My dream array would have no battery. Like Adaptec's server RAID cards, it would use an ultra-capacitor and flash instead. When the power fails, it dumps its write cache to MLC flash, which shouldn't take more than a minute or so.
I've always found cache battery maintenance annoying. Having to bring down a server or storage array to change the battery is like taking your car to the shop because the spare tire is flat. No fun, no progress, but reduced productivity and for most of us in the mid-market, a lost evening or weekend day. I sure hope more vendors jump on the ultracapacitor and flash bandwagon, so that in a few years we can look at cache batteries with the disdain we now have for removable disk packs.

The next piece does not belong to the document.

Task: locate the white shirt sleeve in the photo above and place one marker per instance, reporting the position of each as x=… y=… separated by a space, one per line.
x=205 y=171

The dream array would use SAS as the exclusive drive, and a JBOD interface. Now that Seagate and the other drive vendors are shipping both 15Krpm performance oriented and 5400-7200RPM capacity oriented drives with dual port SAS interfaces, we can standardize on SAS. As a JBOD interface, a single SAS cable carries three times the bandwidth of an 8gbps FC loop at a significantly lower cost. Even with the additional bandwidth, the SAS expander based drive chassis has to be less expensive to produce than FC SBODs, since the expander chips are off-the-shelf silicon.
The drives would include on drive disk encryption with the array controller handling all the keys so I can send failed drives back to the factory for credit without worrying about my data.